Chen S, Supakar P C, Vellanoweth R L, Song C S, Chatterjee B, Roy A K
Department of Cellular and Structural Biology, University of Texas Health Science Center at San Antonio 78284-7762, USA.
Mol Endocrinol. 1997 Jan;11(1):3-15. doi: 10.1210/mend.11.1.9868.

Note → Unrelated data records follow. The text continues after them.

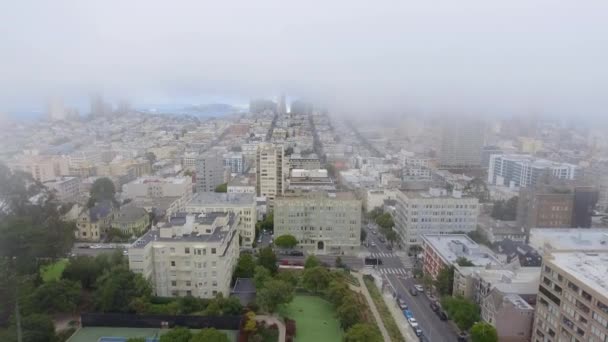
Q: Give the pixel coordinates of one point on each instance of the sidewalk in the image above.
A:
(400, 319)
(363, 289)
(270, 320)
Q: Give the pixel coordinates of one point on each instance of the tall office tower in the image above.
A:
(209, 172)
(461, 142)
(572, 302)
(270, 165)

The androgen receptor (AR) gene promoter does not contain the TATA or CAAT box, but it contains a long (approximately 90-bp) homopurine/homopyrimidine (pur/ pyr) stretch immediately upstream of the Sp1-binding GC box site. This pur-pyr stretch is conserved at the same proximal position in the rat, mouse, and human AR gene promoters. Mutation of this region results in a 3-fold decline in promoter activity, indicating an important regulatory function. Examination of the conformational state of the AR pur/pyr region with the single-strand-specific S1 nuclease showed that it is capable of forming a non-B DNA structure involving unpaired single strands. Fine mapping of the S1-sensitive site revealed an unsymmetric cleavage pattern indicative of an intramolecular triple helical H-form DNA conformation. Electrophoretic mobility shift analyses showed that the pur/pyr region of the AR promoter can bind a novel pyrimidine single-strand-specific protein (ssPyrBF) and also a double-strand DNA-binding protein. Both oligonucleotide cross-competition and antibody supershift experiments established that the double-strand binding protein is equivalent to Sp1. Deoxyribonuclease I (DNase I) footprinting analysis showed multiple Sp1-binding to the pur/pyr site and a weaker Sp1 interaction to this region compared with the adjacently located GC box, where Sp1 functions to recruit the TFIID complex. These results suggest that the pur/pyr domain of the AR gene can serve to attract additional Sp1 molecules when it exists in the double-stranded B-DNA conformation. However, binding of ssPyrBF and the resultant stabilization of the non-B DNA structure is expected to prevent its interaction with Sp1. We speculate that in the TATA-less AR gene promoter, multiple weak Sp1 sites at the pur/pyr region adjacent to the GC box can provide a readily available source of this transcription factor to the functional GC box, thereby facilitating the assembly of the initiation complex.
雄激素受体(AR)基因启动子不含TATA盒或CAAT盒,但在紧邻Sp1结合GC盒位点的上游含有一段长约90个碱基对的同嘌呤/同嘧啶(嘌呤/嘧啶)序列。该嘌呤-嘧啶序列在大鼠、小鼠和人类AR基因启动子的相同近端位置保守。该区域的突变导致启动子活性下降3倍,表明其具有重要的调节功能。用单链特异性S1核酸酶检测AR嘌呤/嘧啶区域的构象状态,结果显示它能够形成一种涉及未配对单链的非B型DNA结构。对S1敏感位点的精细定位揭示了一种不对称切割模式,表明存在分子内三螺旋H型DNA构象。电泳迁移率变动分析表明,AR启动子的嘌呤/嘧啶区域能结合一种新型嘧啶单链特异性蛋白(ssPyrBF)以及一种双链DNA结合蛋白。寡核苷酸交叉竞争实验和抗体超迁移实验均证实,双链结合蛋白等同于Sp1。脱氧核糖核酸酶I(DNase I)足迹分析显示,Sp1与嘌呤/嘧啶位点有多个结合位点,与相邻的GC盒相比,Sp1与该区域的相互作用较弱,而Sp1在GC盒发挥作用以募集TFIID复合物。这些结果表明,当AR基因的嘌呤/嘧啶结构域以双链B-DNA构象存在时,它可用于吸引额外的Sp1分子。然而,ssPyrBF的结合以及由此导致的非B型DNA结构的稳定预计会阻止其与Sp1的相互作用。我们推测,在无TATA的AR基因启动子中,紧邻GC盒的嘌呤/嘧啶区域的多个弱Sp1位点可为功能性GC盒提供该转录因子的现成来源,从而促进起始复合物的组装。